Textile Society of America

 

Date of this Version

1994

Document Type

Article

Citation

Muthesius, Anna Maria. “Byzantine Influences along the Silk Route: Central Asian Silks Transformed.” Contact, Crossover, Continuity: Proceedings of the Fourth Biennial Symposium of the Textile Society of America, September 22–24, 1994 (Los Angeles, CA: Textile Society of America, Inc., 1995), pp. 181–191.

Comments

Copyright © 1994 Anna Maria Muthesius

Abstract

Silks traded along the ancient Silk Route were precious, light, and easily transportable commodities that served as ideal vehicles for cross-cultural exchange. The survival of several hundred Central Asian silks, variously datable between the seventh and the eleventh centuries, presents an opportunity to trace patterns of trade, diplomacy and cross-cultural developments at the heart of the Silk Road.

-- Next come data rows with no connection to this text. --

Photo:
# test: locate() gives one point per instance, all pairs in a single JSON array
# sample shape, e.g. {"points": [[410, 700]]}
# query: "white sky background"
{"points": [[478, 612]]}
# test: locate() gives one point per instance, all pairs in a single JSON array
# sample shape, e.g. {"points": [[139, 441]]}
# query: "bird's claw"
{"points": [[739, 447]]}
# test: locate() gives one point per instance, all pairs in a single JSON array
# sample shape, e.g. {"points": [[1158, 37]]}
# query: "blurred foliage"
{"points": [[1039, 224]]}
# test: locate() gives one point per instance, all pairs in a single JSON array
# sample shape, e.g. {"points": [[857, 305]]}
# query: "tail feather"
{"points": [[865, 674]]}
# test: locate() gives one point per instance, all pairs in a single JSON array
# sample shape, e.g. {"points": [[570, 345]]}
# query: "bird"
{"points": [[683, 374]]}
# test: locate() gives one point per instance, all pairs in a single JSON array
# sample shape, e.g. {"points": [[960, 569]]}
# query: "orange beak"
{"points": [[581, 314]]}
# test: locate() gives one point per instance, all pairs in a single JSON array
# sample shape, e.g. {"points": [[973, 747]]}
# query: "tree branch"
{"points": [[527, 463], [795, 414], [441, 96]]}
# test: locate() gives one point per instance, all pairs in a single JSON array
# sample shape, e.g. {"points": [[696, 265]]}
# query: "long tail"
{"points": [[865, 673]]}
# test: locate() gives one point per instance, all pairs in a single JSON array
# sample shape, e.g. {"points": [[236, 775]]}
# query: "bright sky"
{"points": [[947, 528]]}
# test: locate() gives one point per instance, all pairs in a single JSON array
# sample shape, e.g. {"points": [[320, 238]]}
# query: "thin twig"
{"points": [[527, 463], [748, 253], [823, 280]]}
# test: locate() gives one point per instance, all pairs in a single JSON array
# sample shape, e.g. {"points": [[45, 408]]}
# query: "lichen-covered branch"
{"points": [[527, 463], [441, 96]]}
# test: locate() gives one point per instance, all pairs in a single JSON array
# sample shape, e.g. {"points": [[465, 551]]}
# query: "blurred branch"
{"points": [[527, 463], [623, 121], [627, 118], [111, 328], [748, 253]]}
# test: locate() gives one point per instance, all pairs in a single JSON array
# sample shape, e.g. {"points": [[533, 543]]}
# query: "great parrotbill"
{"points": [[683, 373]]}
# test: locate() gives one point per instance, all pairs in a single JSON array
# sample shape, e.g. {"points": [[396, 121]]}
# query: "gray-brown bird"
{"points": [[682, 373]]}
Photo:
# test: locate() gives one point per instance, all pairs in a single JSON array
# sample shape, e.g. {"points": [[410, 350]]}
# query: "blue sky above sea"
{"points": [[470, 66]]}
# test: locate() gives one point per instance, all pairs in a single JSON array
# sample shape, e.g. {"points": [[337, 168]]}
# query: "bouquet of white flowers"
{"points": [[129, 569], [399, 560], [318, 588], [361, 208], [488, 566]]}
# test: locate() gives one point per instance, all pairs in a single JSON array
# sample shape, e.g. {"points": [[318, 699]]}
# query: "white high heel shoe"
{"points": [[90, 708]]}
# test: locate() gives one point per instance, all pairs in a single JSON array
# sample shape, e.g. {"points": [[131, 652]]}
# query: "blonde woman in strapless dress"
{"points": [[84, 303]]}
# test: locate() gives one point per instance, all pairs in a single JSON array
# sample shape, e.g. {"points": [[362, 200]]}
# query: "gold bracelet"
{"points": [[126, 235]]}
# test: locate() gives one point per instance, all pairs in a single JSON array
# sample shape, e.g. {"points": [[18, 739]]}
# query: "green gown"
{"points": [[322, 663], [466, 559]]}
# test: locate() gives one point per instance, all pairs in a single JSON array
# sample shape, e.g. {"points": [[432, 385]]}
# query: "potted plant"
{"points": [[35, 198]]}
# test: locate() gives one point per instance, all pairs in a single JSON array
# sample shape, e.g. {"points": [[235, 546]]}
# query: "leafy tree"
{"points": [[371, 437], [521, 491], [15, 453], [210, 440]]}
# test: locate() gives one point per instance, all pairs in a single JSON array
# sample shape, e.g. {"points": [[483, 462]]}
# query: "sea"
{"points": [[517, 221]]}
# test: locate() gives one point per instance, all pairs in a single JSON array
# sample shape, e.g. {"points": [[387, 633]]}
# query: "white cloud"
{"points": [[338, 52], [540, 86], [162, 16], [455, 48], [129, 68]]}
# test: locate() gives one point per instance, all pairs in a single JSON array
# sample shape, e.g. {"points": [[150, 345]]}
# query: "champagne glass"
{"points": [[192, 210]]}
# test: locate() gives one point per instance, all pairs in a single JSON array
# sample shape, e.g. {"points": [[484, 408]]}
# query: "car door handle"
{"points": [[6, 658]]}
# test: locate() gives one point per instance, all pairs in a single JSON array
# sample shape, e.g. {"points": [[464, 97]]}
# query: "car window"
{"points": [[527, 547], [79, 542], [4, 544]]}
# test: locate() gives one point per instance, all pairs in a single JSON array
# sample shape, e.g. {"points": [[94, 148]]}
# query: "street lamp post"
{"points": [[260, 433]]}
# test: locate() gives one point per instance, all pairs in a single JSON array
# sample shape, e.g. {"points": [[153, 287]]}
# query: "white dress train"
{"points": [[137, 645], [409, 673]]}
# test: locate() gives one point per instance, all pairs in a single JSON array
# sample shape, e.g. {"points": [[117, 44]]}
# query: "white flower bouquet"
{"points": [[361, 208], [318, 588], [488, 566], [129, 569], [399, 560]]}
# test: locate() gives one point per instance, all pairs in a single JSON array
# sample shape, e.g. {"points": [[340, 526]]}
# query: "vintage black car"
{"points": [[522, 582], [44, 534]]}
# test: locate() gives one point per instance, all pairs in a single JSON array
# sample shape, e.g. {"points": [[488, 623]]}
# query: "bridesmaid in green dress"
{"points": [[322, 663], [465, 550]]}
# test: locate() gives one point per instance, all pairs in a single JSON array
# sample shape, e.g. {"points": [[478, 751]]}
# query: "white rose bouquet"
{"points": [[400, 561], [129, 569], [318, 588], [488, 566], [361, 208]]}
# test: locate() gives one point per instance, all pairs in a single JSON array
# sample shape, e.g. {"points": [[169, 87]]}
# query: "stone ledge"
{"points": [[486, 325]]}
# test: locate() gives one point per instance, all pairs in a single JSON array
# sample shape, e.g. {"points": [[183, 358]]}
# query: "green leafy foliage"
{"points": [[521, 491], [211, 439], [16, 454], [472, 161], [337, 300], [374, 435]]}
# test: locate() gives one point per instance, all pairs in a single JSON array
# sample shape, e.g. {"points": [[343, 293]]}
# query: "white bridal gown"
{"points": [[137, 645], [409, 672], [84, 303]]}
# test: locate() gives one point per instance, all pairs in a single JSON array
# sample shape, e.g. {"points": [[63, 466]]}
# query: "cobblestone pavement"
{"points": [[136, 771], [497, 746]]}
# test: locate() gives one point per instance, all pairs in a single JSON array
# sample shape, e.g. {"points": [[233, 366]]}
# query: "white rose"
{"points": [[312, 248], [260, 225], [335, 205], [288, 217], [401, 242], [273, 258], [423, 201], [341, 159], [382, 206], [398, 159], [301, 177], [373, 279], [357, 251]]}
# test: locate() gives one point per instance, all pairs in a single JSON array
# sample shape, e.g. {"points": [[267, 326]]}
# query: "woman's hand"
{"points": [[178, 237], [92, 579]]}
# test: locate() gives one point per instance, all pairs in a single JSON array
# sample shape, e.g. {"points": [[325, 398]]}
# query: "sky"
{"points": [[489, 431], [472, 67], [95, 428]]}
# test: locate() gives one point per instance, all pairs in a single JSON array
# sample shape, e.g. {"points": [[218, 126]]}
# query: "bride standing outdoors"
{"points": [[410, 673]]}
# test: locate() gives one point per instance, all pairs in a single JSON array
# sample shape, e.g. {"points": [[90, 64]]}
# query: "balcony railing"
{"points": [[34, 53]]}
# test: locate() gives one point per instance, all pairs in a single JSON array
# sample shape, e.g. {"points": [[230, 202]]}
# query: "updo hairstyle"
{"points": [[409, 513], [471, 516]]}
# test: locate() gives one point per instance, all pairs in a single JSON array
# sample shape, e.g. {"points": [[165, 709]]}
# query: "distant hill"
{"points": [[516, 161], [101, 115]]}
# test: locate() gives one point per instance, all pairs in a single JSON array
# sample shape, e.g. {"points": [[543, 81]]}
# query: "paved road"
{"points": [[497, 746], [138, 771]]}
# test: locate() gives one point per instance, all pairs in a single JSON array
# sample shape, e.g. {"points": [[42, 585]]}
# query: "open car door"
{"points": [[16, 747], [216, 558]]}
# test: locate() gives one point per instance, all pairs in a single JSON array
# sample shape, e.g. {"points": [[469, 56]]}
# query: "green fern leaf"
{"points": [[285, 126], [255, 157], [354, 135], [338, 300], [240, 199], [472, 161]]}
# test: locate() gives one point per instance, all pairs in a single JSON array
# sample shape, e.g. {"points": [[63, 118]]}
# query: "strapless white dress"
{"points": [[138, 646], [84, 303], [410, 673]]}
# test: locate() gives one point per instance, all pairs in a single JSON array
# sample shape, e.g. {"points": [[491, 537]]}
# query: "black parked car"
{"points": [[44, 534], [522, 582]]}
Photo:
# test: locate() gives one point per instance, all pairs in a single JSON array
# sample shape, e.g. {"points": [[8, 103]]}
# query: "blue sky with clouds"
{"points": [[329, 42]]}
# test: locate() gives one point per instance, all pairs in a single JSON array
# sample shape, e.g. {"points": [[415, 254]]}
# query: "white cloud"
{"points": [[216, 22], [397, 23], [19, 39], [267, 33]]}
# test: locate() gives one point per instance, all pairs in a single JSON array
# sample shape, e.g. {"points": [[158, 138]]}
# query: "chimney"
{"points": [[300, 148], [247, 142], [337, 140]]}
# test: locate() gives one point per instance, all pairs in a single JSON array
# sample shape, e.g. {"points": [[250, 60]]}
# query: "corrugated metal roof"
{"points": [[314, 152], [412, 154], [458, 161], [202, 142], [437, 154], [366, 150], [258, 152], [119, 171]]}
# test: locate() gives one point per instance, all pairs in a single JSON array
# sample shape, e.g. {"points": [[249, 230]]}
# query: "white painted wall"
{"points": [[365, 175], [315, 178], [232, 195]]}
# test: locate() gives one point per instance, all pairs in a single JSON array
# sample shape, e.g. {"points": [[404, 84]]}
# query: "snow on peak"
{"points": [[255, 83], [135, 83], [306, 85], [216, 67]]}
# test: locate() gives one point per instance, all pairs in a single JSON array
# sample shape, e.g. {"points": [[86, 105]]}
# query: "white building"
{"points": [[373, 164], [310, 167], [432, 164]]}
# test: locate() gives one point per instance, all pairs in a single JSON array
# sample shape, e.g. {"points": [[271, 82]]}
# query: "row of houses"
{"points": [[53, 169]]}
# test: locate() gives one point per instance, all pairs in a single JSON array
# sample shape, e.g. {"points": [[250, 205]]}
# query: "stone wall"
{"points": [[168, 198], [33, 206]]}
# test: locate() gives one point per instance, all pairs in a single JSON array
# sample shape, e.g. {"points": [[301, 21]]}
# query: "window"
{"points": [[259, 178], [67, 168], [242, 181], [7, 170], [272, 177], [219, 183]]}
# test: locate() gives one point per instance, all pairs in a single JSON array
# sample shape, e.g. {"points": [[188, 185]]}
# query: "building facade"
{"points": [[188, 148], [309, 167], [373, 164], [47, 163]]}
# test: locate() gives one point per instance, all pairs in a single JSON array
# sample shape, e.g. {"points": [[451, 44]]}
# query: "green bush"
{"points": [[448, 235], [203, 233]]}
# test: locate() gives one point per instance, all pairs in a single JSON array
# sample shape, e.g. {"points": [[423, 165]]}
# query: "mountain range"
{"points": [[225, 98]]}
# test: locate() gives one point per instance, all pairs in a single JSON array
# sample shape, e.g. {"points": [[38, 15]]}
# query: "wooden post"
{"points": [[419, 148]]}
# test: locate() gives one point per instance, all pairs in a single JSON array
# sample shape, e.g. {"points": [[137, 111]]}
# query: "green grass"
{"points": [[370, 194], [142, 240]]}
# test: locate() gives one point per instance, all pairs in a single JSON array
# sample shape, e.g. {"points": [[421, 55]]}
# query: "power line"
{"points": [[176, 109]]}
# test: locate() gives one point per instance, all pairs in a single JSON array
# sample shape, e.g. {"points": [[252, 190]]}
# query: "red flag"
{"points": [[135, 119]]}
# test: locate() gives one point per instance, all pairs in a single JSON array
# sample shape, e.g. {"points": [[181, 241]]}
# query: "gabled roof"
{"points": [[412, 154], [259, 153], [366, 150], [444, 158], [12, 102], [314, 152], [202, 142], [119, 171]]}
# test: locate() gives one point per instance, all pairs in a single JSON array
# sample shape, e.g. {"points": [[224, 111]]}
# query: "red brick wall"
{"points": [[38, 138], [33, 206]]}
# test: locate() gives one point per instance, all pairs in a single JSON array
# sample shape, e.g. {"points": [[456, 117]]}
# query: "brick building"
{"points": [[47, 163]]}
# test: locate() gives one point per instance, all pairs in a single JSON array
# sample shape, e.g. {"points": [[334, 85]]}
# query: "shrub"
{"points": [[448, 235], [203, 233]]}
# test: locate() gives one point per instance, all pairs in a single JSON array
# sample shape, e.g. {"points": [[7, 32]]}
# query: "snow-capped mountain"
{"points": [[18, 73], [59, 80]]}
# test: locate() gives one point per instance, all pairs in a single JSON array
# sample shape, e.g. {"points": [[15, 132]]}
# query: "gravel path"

These silks perfectly mirror contact, cross over, and change fostered under the auspices of Mediterranean/Near Eastern economic and diplomatic exchange.

This paper will ask three questions:

1. What lay behind Byzantine influence in Central Asia along the ancient Silk Route?

2. What was the precise nature of the transformations which the Byzantine contact engendered?

3. What do these changes reflect about Byzantine silks as a medium for cross-cultural exchange?